A new gate for low cost design of all-optical reversible logic circuit

Abstract

Reversible computing offers a possible solution for high performance computing and low power consumption. For hardware implementation of reversible logic, optical computers are emerging as one of the promising alternative. Recently, in the literature, reversible logic gates and combinational circuits have been proposed in optical domain using Semiconductor Optical Amplifier (SOA) based Mach Zehnder interferometer (MZI) switches due to its significant advantages such as high speed, low power, fast switching and ease of fabrication.
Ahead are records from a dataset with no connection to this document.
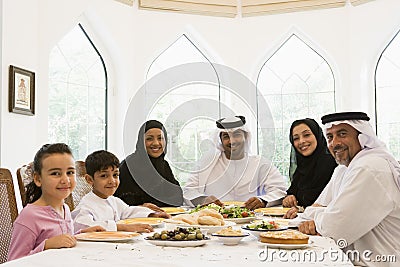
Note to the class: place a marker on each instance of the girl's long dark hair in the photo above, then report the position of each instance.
(33, 192)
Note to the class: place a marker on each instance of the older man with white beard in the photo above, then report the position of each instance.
(364, 209)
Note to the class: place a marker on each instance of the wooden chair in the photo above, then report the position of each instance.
(82, 187)
(8, 211)
(24, 175)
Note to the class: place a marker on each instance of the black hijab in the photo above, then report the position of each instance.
(310, 174)
(144, 179)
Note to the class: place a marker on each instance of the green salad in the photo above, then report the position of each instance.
(228, 212)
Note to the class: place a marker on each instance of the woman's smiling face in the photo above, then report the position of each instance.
(304, 140)
(154, 142)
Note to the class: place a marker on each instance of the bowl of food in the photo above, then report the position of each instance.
(259, 227)
(229, 236)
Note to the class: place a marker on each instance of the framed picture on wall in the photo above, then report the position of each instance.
(21, 91)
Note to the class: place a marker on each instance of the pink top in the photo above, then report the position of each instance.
(33, 226)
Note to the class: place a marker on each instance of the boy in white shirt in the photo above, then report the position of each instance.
(100, 207)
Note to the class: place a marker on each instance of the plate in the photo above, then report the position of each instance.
(287, 246)
(174, 210)
(174, 243)
(209, 228)
(257, 232)
(265, 230)
(106, 236)
(233, 203)
(240, 220)
(273, 211)
(148, 220)
(230, 240)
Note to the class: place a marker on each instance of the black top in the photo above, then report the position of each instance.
(311, 173)
(341, 116)
(144, 179)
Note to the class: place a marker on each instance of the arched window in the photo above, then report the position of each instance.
(296, 82)
(387, 88)
(77, 94)
(186, 130)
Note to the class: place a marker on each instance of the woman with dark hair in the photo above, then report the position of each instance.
(145, 176)
(311, 167)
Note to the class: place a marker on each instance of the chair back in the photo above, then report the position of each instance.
(24, 176)
(8, 211)
(82, 187)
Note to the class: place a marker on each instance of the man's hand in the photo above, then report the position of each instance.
(254, 203)
(289, 201)
(212, 199)
(308, 227)
(290, 214)
(161, 214)
(60, 241)
(152, 207)
(96, 228)
(135, 227)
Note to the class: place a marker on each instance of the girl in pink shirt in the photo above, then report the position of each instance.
(46, 222)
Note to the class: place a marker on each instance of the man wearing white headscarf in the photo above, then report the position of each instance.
(363, 197)
(233, 174)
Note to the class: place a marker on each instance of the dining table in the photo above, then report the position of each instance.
(137, 251)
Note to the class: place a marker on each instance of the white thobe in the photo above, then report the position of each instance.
(237, 180)
(365, 209)
(93, 210)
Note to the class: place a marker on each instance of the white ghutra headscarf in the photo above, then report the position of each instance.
(370, 144)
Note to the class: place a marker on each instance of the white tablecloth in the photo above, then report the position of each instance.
(138, 252)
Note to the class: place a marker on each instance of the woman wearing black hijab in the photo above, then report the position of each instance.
(313, 165)
(145, 176)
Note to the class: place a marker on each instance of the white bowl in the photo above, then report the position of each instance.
(230, 240)
(210, 228)
(257, 232)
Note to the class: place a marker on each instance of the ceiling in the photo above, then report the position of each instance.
(242, 8)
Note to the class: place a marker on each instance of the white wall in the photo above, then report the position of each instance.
(351, 39)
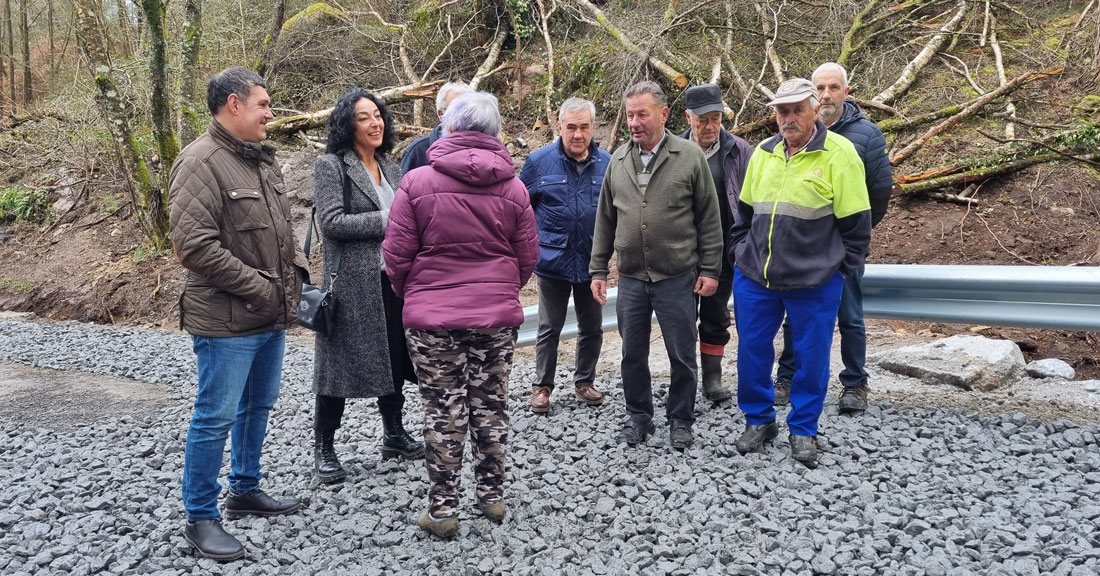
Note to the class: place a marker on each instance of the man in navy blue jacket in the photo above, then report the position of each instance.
(563, 178)
(845, 118)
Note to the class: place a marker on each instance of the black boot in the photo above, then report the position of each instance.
(326, 464)
(395, 441)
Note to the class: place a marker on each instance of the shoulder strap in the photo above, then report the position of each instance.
(338, 255)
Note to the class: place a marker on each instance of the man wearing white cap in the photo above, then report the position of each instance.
(803, 222)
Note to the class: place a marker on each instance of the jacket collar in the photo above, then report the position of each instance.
(250, 151)
(816, 142)
(361, 179)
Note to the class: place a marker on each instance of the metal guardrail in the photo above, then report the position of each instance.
(1051, 297)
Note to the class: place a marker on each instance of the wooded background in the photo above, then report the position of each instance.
(112, 89)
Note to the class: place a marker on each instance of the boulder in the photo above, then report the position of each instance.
(967, 362)
(1051, 368)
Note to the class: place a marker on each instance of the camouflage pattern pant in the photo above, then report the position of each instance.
(463, 377)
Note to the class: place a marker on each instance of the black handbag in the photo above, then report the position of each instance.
(317, 309)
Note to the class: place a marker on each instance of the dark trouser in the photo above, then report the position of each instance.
(329, 409)
(714, 314)
(553, 301)
(849, 320)
(463, 378)
(673, 300)
(759, 314)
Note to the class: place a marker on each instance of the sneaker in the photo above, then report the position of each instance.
(854, 399)
(446, 527)
(804, 450)
(782, 391)
(755, 436)
(590, 395)
(681, 438)
(256, 502)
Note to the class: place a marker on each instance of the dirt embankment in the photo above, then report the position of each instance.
(94, 266)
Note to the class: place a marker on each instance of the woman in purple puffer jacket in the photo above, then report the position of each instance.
(460, 243)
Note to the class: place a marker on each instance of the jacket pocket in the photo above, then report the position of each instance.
(251, 313)
(553, 240)
(245, 210)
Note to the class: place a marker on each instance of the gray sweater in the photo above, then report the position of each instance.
(673, 228)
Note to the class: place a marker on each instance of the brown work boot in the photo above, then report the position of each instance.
(590, 395)
(540, 399)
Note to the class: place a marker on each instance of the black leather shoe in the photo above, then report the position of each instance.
(211, 541)
(681, 438)
(259, 504)
(755, 436)
(804, 450)
(326, 464)
(635, 433)
(395, 441)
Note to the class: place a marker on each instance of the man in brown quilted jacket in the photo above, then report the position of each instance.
(230, 223)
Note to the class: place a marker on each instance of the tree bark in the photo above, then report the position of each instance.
(897, 125)
(11, 56)
(124, 28)
(149, 205)
(849, 44)
(668, 72)
(167, 145)
(770, 31)
(278, 18)
(25, 31)
(922, 59)
(189, 124)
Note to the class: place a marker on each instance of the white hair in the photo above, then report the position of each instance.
(473, 111)
(576, 104)
(447, 90)
(832, 66)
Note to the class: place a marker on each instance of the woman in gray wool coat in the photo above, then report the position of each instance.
(366, 355)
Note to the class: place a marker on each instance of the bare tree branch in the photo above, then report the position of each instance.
(922, 59)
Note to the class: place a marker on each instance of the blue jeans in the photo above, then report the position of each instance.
(812, 313)
(239, 381)
(849, 320)
(673, 301)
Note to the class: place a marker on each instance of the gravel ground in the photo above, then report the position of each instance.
(920, 490)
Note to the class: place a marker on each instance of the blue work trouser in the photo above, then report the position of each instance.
(849, 321)
(812, 314)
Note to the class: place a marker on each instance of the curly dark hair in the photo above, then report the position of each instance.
(342, 123)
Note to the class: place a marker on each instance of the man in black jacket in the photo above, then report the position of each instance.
(845, 118)
(727, 156)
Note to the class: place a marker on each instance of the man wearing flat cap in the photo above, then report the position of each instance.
(803, 222)
(727, 156)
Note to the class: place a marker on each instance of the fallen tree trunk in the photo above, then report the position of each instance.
(660, 66)
(898, 125)
(288, 125)
(985, 174)
(922, 59)
(965, 113)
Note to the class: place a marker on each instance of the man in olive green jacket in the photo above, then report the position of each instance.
(230, 225)
(659, 211)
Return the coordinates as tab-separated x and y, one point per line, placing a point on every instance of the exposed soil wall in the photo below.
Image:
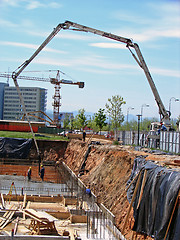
49	150
107	170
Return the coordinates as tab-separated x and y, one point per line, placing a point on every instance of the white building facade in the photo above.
35	100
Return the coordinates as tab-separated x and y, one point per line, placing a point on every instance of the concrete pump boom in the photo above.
165	116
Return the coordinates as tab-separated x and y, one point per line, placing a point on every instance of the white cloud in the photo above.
165	72
33	5
161	20
31	46
30	4
37	4
108	45
6	23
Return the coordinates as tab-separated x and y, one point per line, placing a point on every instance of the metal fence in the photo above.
168	141
100	221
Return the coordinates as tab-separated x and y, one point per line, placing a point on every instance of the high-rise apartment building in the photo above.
34	98
2	86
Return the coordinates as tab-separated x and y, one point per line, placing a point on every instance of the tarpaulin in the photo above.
14	147
160	192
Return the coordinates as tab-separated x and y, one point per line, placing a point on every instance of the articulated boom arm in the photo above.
139	59
129	43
Optical reversible designs have used ad-hoc approaches and require high cost in terms of MZI switches, Beam Splitters (BS), and Beam Combiners (BC) as well as optical delay. In this work, an optical reversible MNOT gate and all-optical realization of 4×4 Toffoli Gate have been proposed which is used in all-optical realization of optimized reversible combinational circuits. A general design approach to realize all-optical reversible circuits based on MZI switches has been proposed first time in the literature. Optimized all-optical reversible 2×1 multiplexer and full adder circuits have been designed using these proposed gates and design approach. All-optical reversible designs of 4×1 multiplexer, 1×4 Demultiplexer and 3to8 Decoder circuits have also been presented in this work first time in the literature. Our results have shown significant improvements over existing designs in terms of MZI switches, BS, BC and optical delay.